İstanbul’daki konumlarını güçlendirmek ve görece bağımsız bir politika
izlemek için 1844’te İstanbul’daki Meryem Ana Kilisesi’ne yerleşen
Süryani Kadimler (ki Ermenilerin iddiasına göre kilise Ermeni cemaatine
aitti) eski Babil ve Asur halkından olduklarını, köklerinin
Hıristiyanlık öncesine giden Sabiînlere (Yıldıza tapan) uzandığını
belirterek, idari açıdan Ermeni Patrikliği’nden ayrılmak için iki kez
girişimde bulundular ama başarılı olamadılar.
Ermeni Ahkâm
Defterlerinde ‘Ermeni milleti kullarına bağlı Süryani taifesi’ veya
‘Ermeni yamakları’ gibi terimlerle anılanSüryani Kadimlerinin kendileri
adına aldıkları ilk berat 1897 tarihini taşır ancak, bu berat
statülerinin değiştiğini göstermez. Süryaniler, ilk defa 18 Mart
1330/1914 tarihinde Adliye ve Mezahip Nezareti’ne başvurarak, Süryani
Kadim Ortodoks Kilisesi’nin Osmanlı bürokrasisindeki yerini tescil
ettirdiler. (64 maddelik nizamname için bkz. Murat Bebiroğlu, Osmanlı Devleti’nde Gayrimüslim Nizamnameleri, Akademi Matbaası, 2008, s.195-213.)
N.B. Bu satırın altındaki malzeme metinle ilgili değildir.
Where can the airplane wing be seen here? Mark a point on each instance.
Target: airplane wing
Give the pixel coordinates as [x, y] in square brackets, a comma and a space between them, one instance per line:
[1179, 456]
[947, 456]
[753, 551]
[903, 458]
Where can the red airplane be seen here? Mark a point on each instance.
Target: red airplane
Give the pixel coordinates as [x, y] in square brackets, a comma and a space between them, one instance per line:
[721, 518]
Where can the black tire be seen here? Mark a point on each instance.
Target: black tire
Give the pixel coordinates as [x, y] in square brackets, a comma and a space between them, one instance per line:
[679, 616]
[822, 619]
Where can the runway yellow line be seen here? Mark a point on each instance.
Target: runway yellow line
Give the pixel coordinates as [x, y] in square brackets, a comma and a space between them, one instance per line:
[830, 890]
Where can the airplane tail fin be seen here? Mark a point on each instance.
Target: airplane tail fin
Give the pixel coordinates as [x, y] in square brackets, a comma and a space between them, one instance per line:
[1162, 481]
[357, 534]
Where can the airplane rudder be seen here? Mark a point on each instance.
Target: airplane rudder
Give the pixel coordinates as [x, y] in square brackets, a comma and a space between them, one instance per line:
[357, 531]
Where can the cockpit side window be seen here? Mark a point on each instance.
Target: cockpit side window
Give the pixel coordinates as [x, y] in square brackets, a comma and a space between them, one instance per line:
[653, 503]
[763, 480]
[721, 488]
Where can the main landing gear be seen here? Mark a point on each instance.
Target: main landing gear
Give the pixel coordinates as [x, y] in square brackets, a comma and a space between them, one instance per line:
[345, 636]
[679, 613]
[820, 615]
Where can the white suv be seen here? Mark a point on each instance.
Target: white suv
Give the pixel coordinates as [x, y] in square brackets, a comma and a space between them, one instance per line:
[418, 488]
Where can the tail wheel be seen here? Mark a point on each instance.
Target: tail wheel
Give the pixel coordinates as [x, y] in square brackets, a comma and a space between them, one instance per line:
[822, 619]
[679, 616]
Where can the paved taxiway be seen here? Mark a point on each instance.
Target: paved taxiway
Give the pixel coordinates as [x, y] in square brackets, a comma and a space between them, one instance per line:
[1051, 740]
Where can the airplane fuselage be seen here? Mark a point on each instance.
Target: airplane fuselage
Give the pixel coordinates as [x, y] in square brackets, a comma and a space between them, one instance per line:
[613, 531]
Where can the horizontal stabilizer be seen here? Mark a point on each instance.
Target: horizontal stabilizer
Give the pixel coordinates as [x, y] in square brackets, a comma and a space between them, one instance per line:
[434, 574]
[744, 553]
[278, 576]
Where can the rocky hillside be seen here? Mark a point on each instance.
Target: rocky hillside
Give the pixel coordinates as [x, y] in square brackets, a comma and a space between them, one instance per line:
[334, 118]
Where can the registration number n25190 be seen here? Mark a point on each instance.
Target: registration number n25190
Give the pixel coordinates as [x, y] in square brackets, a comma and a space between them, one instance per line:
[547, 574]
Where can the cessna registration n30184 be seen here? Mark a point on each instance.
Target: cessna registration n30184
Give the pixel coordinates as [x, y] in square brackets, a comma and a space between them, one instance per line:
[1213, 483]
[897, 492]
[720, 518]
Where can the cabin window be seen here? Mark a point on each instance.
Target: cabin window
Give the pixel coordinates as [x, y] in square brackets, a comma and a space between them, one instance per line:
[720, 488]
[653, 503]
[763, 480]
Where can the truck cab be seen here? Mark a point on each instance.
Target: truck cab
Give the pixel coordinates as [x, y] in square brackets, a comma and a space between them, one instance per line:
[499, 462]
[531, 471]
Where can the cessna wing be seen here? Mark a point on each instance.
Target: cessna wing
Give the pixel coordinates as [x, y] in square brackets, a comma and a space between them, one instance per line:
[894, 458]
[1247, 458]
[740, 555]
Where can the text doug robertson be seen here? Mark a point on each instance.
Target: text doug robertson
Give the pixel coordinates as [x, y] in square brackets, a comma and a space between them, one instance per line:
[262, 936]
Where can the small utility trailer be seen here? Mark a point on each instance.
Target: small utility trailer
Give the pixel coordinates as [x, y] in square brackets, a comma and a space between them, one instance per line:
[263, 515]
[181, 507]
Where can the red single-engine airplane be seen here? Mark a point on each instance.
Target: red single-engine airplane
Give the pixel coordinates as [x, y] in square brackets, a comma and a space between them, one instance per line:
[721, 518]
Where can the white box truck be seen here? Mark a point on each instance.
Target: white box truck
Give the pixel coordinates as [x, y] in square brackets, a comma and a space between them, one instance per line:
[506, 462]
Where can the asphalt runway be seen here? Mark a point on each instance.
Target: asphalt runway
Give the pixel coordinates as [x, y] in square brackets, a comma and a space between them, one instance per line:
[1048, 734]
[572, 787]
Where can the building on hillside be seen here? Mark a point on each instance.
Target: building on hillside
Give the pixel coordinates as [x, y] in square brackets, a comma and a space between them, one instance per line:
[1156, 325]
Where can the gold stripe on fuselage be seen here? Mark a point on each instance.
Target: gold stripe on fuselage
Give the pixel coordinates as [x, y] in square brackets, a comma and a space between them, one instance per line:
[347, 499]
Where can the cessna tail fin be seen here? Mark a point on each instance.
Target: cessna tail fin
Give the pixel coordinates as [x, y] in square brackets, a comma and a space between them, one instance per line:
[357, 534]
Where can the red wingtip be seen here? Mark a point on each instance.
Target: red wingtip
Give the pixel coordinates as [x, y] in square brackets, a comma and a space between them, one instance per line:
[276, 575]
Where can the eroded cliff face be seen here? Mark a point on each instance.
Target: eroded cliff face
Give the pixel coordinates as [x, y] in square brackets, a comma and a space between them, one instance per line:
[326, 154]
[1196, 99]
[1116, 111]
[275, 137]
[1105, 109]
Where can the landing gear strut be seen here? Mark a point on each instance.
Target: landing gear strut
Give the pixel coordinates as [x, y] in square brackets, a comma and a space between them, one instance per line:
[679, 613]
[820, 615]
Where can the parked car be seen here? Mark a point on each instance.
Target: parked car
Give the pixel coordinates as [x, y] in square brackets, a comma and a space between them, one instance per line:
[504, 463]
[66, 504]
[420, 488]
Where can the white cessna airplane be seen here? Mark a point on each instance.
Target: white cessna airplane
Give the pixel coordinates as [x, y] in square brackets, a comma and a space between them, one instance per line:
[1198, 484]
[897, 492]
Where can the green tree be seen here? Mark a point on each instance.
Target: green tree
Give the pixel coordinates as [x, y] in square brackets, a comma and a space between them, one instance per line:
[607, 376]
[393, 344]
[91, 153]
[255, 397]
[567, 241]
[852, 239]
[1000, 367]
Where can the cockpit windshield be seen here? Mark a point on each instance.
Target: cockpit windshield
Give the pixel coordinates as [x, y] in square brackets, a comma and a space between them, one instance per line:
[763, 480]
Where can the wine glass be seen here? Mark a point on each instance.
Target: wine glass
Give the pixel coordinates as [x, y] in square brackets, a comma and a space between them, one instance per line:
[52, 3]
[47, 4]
MONDROS SONRASI ARAYIŞLAR • Osmanlı
Devleti’nin Birinci Dünya Savaşı’nda yenilgisini tescil eden 30 Ekim
1918 tarihli Mondros Mütarekesi’nde, Arap asıllı nüfusun yoğun yaşadığı
Mardin ve civarı hakkında verilmiş bir karar yoktu. İngilizler ve
Fransızlardan hangisi daha ikna edici olursa, bölge o tarafın payına
bırakılacaktı. Önce Irak’taki İngiliz yetkilisi Binbaşı E.W. Corbett
Noel geldi şehre. 11Mayıs 1919’da V. Kolordu Komutanı Miralay Kenan Paşa
ile görüştü, ardından kenti teslim etmeleri için şehrin ileri
gelenlerini ikna etmeye çalıştı. Şehir halkı iki arada kalmıştı. Suriye
ve diğer Arap toprakları İngiliz ve Fransızların idaresine geçmişti.